I’ll say it for the millionth time:
It’s unfair and unfortunate, but unless you listen to Rush Limbaugh for some length of time, you are prone to misinterpret him.
Not just “Rush has been using the same catchphrases for so long that they have a meaning that fans understand but first-time listeners don’t appreciate.”
But also that Limbaugh delivers extended, extemporaneous monologues that do not always lend themselves to soundbites.
Often, “taken out of context” is a dopey alibi, but when it comes to Rush Limbaugh, it can be very valid.
It may be unclear to some listeners that he is often using obviously invisible and inaudible “quotation marks” around certain phrases or even whole paragraphs.
OK, fine. But he posts transcripts right after each hour concludes.
So there is really no excuse.
Yesterday, Limbaugh was commenting on media coverage of Williams’ suicide, not necessarily the suicide itself:
So our last caller from Des Plaines, Illinois, wanted to know, “What is the politics in the coverage of the suicide of Robin Williams?” Well, I believe there is some.

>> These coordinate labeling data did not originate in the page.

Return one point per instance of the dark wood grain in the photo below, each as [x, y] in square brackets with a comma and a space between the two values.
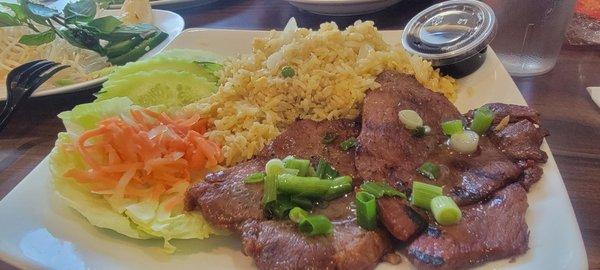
[567, 110]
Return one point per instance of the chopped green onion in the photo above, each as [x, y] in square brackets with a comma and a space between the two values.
[429, 170]
[256, 177]
[314, 187]
[421, 131]
[301, 165]
[482, 120]
[329, 138]
[422, 194]
[339, 186]
[273, 168]
[349, 144]
[288, 72]
[315, 225]
[290, 171]
[269, 190]
[380, 189]
[297, 214]
[325, 171]
[452, 127]
[310, 187]
[366, 210]
[445, 210]
[465, 142]
[301, 202]
[410, 119]
[311, 171]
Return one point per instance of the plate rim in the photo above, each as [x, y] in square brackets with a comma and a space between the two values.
[551, 161]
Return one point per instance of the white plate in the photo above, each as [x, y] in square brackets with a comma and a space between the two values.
[38, 230]
[342, 7]
[169, 22]
[159, 3]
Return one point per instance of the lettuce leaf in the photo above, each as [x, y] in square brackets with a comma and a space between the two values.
[93, 207]
[135, 219]
[86, 116]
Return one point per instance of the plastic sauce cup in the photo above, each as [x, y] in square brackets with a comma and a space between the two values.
[453, 35]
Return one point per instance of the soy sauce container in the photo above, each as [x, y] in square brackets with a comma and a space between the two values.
[453, 35]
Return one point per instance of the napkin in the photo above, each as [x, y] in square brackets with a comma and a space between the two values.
[595, 94]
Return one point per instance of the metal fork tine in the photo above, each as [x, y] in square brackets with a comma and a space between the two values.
[15, 74]
[25, 74]
[44, 77]
[36, 71]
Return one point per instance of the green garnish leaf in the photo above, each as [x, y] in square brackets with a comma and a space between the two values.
[380, 189]
[8, 20]
[19, 12]
[452, 127]
[315, 225]
[429, 170]
[256, 177]
[38, 39]
[325, 171]
[38, 13]
[366, 210]
[83, 38]
[423, 193]
[482, 120]
[420, 131]
[288, 72]
[80, 11]
[105, 25]
[329, 138]
[210, 66]
[445, 211]
[297, 214]
[349, 144]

But I don’t think that the politics is driving it. I think there was, on the part of media and Hollywood, genuine affection for the guy that is driving it, but there is politics. If you notice the coverage is focused on how much he had, but it wasn’t enough.
“He had everything, everything that you would think would make you happy. But it didn’t.“ Now, what is the left’s worldview in general? What is it? If you had to attach not a philosophy but an attitude to a leftist worldview, it’s one of pessimism and darkness, sadness. They’re never happy, are they? They’re always angry about something. No matter what they get, they’re always angry.

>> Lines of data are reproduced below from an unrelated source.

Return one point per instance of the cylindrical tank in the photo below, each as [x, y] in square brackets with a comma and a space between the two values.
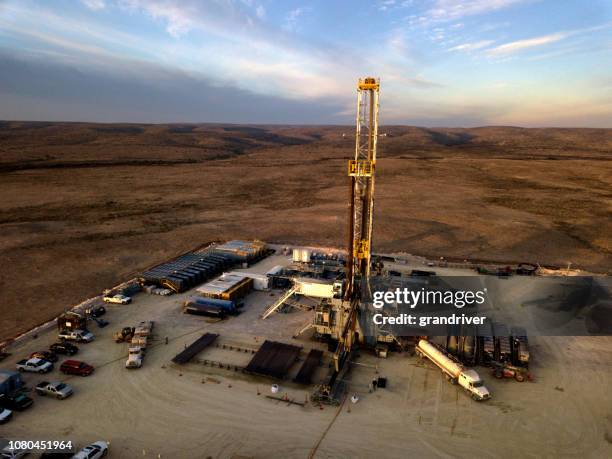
[439, 358]
[469, 349]
[452, 345]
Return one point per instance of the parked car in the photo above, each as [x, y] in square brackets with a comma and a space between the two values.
[5, 415]
[17, 402]
[56, 389]
[76, 367]
[35, 365]
[97, 311]
[81, 336]
[94, 451]
[64, 348]
[45, 355]
[117, 299]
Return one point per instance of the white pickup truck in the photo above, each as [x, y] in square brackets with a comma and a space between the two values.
[35, 365]
[55, 389]
[82, 336]
[117, 299]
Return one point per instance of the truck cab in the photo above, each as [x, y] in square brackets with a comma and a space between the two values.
[35, 365]
[135, 356]
[470, 381]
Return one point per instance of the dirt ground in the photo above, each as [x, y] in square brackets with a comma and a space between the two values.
[193, 411]
[85, 206]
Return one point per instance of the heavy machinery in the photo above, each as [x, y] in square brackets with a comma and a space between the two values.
[340, 320]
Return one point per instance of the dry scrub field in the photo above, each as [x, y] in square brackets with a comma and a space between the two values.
[86, 205]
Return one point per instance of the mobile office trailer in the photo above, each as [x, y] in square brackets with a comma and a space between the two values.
[228, 306]
[194, 308]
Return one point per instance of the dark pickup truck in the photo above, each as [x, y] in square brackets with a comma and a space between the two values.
[18, 402]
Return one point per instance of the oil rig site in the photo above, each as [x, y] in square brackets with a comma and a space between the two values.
[257, 349]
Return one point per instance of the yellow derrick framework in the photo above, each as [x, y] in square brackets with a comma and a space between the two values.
[361, 171]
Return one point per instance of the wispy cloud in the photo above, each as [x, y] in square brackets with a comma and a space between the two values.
[520, 45]
[94, 4]
[291, 20]
[446, 10]
[468, 47]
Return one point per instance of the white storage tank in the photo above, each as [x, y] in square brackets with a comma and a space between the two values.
[260, 281]
[315, 288]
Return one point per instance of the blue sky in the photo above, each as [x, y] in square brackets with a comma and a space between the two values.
[441, 62]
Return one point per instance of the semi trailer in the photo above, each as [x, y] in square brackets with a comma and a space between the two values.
[453, 370]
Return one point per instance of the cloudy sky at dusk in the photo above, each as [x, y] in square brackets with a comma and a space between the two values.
[441, 62]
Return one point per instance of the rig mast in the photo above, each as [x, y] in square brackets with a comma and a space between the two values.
[361, 172]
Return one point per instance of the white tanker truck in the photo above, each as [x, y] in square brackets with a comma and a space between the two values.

They are animated in large part by the false promises of America, because the promises of America are not for everyone, as we see each and every day. I mean, right here there’s a story on the Fox News website. Do you know, it says right here, that the real reasons that Robin Williams killed himself are he was embarrassed at having to take television roles after a sterling movie career.

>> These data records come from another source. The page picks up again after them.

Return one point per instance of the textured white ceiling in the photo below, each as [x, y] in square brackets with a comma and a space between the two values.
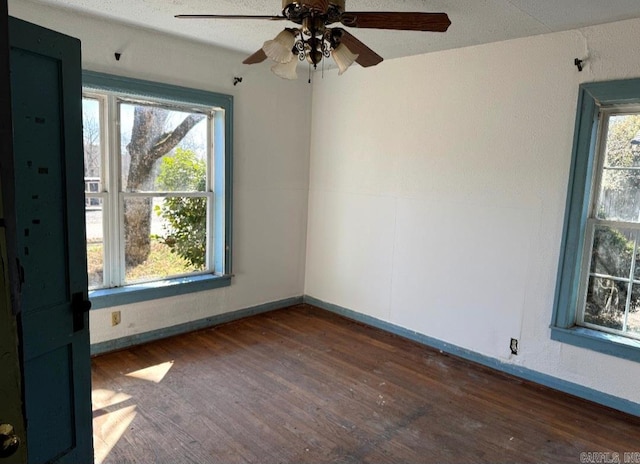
[473, 21]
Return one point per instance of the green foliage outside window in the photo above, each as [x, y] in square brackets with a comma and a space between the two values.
[186, 230]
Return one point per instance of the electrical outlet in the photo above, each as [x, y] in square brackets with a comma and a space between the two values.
[514, 346]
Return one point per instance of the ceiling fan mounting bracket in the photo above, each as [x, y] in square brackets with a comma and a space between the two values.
[298, 11]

He had to take movie roles that were beneath him, sequels and so forth, and he finally had to do television just to get a paycheck because he was in so much financial distress. He’d had some divorces that ripped up his net worth, and he had a big ranch in Napa that he couldn’t afford any longer and had to put up for sale, and a house in Tiburon that he couldn’t afford anymore. This is all what’s in the Fox News story.
He had it all, but he had nothing. He made everybody else laugh but was miserable inside. I mean, it fits a certain picture, or a certain image that the left has. Talk about low expectations and general unhappiness and so forth.